Mr. Fedeli was also in Munich for the IAA Mobility show, and is now speaking by phone in the back of a van, speeding toward Salzberg on the autobahn at 150 kilometres an hour.
“We’re not in competition with Canada at all,” he says. “The Canada booth’s role is to attract companies to Canada, and they’d talk about the fact that there are exports to 51 countries, tariff-free. Their job is to whet your appetite toward Canada. Our job is to physically show them exactly the advantages in the jurisdiction of Ontario. There’s a vast difference between attracting them to Canada and then showing them where they belong within the country.”
Of the 177,576 people considered employed in Canada by the electric vehicle supply chain, which includes mining and mineral processing, battery manufacturing, cathode manufacturing, EV and EV parts manufacturing, and battery recycling, more than 139,000 are in Ontario. Mr. Fedeli wants to be sure that number grows. The Ontario booth also acted as a base for eight Ontario companies to showcase their EV component products.
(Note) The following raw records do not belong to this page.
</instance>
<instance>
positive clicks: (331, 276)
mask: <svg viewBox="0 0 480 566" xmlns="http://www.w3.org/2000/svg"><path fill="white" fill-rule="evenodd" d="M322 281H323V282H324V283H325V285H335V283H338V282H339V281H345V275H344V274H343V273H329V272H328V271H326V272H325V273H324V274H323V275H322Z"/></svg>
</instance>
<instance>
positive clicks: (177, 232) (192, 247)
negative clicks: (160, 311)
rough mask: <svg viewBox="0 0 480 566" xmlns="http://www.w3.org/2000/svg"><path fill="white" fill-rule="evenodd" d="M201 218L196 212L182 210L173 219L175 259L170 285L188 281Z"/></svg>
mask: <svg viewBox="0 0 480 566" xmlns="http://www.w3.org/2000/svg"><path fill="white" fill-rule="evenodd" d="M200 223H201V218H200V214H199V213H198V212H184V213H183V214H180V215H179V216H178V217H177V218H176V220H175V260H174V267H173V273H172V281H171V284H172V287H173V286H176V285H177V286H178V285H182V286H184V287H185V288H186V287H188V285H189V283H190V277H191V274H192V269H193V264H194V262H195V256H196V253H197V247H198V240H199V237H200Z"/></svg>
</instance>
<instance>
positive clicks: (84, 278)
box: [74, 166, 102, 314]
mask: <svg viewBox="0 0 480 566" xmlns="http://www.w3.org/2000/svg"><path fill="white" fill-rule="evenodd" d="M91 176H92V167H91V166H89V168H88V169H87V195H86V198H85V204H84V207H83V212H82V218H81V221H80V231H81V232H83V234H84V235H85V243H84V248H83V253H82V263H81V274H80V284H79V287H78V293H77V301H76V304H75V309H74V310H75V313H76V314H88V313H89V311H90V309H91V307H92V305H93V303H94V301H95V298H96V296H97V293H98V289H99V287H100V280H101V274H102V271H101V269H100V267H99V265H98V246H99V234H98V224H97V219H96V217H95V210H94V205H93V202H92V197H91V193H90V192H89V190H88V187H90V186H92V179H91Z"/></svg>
Mr. Fedeli is quick to point out that you don’t need to leave the province to find everything needed to make a lithium-ion battery, then put it in an Ontario-made car that’s built from Ontario-made steel by workers trained in Ontario. Even the eventual recycling of EV batteries is available in Ontario.
“There’s lots of runway ahead of us, but quite frankly, it’s not a forever market, because in the next 12 months, most companies worldwide are going to find a partner and find a location,” he says.
“This isn’t a 2050 or a 2040 or even a 2035 issue. You’ve got to be meeting federal and worldwide government numbers by 2032, so you’re going to need to start building a plant next year.
“So there’s lots of runway ahead, but it’s still a limited runway. I’m going to mix my metaphors here: It’s a carousel, and when that carousel stops, there’s not going to be a horse for everybody.”
The writer was a guest of Mercedes-Benz. Content was not subject to approval.
Editor’s note: An earlier version of this story stated Laurel Broten is chief investment officer of Invest in Canada. In fact, she is chief executive officer.